6.  My first volunteer job was working as a “candy Striper” in a local hospital in Estevan Saskatchewan.  That led me to my career of caregiver – and my eventual training as a Personal Support Worker.  That was the only big certificate I ever got for education.  I was top of my class.  I was aged 50 when I graduated and carried on working full-time til retirement at 60 yrs of age.  I had done many other jobs early in my life as a nurse’s aide.  Caregiver genes:)

7. I love music.  I love it live, loud and I can sing along.  I have seen live Burton Cummings, Randy Bachman.
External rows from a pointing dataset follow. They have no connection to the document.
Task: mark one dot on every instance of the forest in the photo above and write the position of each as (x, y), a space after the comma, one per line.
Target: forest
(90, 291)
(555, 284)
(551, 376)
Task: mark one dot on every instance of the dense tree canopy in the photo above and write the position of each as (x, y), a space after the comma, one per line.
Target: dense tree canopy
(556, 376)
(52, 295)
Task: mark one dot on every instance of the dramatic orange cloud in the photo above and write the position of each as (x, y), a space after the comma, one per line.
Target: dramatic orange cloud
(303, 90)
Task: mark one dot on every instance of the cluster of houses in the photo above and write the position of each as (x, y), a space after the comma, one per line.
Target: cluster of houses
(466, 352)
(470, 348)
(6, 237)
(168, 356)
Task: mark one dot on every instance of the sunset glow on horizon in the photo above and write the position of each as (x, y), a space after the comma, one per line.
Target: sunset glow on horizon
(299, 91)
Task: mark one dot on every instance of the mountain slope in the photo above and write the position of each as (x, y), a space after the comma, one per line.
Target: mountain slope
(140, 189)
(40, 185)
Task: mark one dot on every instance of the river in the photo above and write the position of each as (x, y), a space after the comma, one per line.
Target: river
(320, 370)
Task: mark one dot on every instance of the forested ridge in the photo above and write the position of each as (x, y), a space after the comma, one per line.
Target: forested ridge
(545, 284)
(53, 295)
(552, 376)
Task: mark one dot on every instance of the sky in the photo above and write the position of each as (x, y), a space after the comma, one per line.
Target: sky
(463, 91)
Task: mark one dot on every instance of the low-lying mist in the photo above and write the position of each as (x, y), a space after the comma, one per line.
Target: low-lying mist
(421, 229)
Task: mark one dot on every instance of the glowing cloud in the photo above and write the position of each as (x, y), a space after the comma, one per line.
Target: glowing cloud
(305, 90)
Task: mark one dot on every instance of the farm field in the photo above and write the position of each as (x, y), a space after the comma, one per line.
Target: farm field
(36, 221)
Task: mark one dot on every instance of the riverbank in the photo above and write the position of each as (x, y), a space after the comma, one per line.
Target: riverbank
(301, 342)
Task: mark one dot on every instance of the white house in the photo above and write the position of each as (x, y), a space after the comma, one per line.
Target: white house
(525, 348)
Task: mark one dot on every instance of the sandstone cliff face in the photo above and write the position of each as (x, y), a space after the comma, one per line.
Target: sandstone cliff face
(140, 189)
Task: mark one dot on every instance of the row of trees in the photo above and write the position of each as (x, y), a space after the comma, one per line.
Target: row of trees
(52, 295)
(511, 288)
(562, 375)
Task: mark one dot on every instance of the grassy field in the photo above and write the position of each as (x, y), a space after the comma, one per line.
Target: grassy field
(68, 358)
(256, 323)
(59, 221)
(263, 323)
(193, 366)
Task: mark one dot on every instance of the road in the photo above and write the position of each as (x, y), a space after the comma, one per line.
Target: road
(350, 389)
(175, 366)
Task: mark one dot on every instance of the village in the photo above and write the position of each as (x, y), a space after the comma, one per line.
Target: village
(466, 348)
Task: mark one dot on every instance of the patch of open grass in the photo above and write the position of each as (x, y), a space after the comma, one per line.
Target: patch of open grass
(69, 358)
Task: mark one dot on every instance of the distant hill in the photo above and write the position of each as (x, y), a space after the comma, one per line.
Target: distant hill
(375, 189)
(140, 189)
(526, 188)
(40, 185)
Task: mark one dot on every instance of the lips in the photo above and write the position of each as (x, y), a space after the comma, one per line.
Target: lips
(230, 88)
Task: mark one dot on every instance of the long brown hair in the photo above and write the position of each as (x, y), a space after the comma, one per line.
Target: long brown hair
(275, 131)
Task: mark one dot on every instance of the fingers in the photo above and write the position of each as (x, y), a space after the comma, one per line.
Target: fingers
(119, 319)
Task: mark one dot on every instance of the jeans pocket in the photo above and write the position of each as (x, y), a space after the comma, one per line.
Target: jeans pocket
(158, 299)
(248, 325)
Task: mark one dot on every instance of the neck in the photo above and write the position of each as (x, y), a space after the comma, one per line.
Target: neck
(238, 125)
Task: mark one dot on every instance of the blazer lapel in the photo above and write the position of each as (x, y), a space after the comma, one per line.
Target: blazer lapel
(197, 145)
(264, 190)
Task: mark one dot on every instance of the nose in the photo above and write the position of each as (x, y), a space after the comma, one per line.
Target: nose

The Oakridge Boys, Tommy Hunter, Gordie Tapp, The Nylons, The Canadian Tenors, you name it I will attend.  Years of living in isolation gives you a hunger for entertainment, live theatre, music.

8.  I lived in Moosonee, Ontario for 20 years with a couple of small side trips to Porquis Junction (look that one up) and Kirkland Lake.  Northern Ontario is in my blood.  Northern Canada for that matter.   Living in isolation with a population of 1000 souls, one store, no theatres, restaurants, coffee shops, parks, no roads out to the rest of the world – gives you a viewpoint that not many will understand.  You have to live it to get it.  It gives you a great appreciation of life in the larger centres.  I don’t pass up many opportunities to see anything Live, Free, or even with admission price.  I enjoy fairs, pow wows, craft sales, anything and everything:)

9.  I learned to crochet and knit from ladies in my dad’s church.  I wasn’t allowed to go and do things that most others my age did – movies, parties, etc.  I enjoy creating things and am happy to share anything I can make.  It is like my gift to others – something of Me goes into the things I create.  I know other amazing creative souls on Twitter.  I believe they will agree with me that creativity is a gift that is to be shared.

10.  My favorite food is comfort food, shepherds pie, pizza, home-made soups, My mom created the best food for us – out of many rough kitchens with wood burning stoves.  That is a challenge.  I never learned how to make pie crust though.  I still can’t.  Mom was the best cook.  I am a simple cook – straight from the heart to the tummy:)

11.  My other favorite foods are Chocolate and Coffee and I am delighted when the Internet tells us another great thing about the so-called bad foods we eat and drink.  Try and stop me:)

12.  My childhood was full of bullies.  I was afraid to go to school, to take walks, to feel safe.  I still fight that feeling and that is why I try to help others – fight for others.  I am now a senior and I see that seniors get pushed around too.  It’s time to stand tall and be brave.

13. I have traveled to various parts of the world – one of them being Hawaii (7 times)  I guess that is why I love social media and new forums like Periscope and Twitter that brings us the world to where we are.  Living in isolation for so many years I am now craving seeing more, and re-visiting by virtual tours – places I was fortunate enough to visit.

14.  I didn’t grow up wealthy,  I have had bedside tables that were glorified orange crates with a curtain with a wire holding it in place.  I was very proud to have simple things.  I still am.  I don’t judge others by where they live – or what they have, I know it is about what is inside, what the person is like that matters.

15.  Whew, I didn’t think I could get to 15 things about me.  I might be able to do another 15!  The last thing I will tell you is – I never tire of seeing a sunset, watching a storm, listening to the wind, and will always feel soothed by ocean waves and streams.

If you liked my list – as I have enjoyed reading others – please write your own list on your blog and share.  Thank you for reading.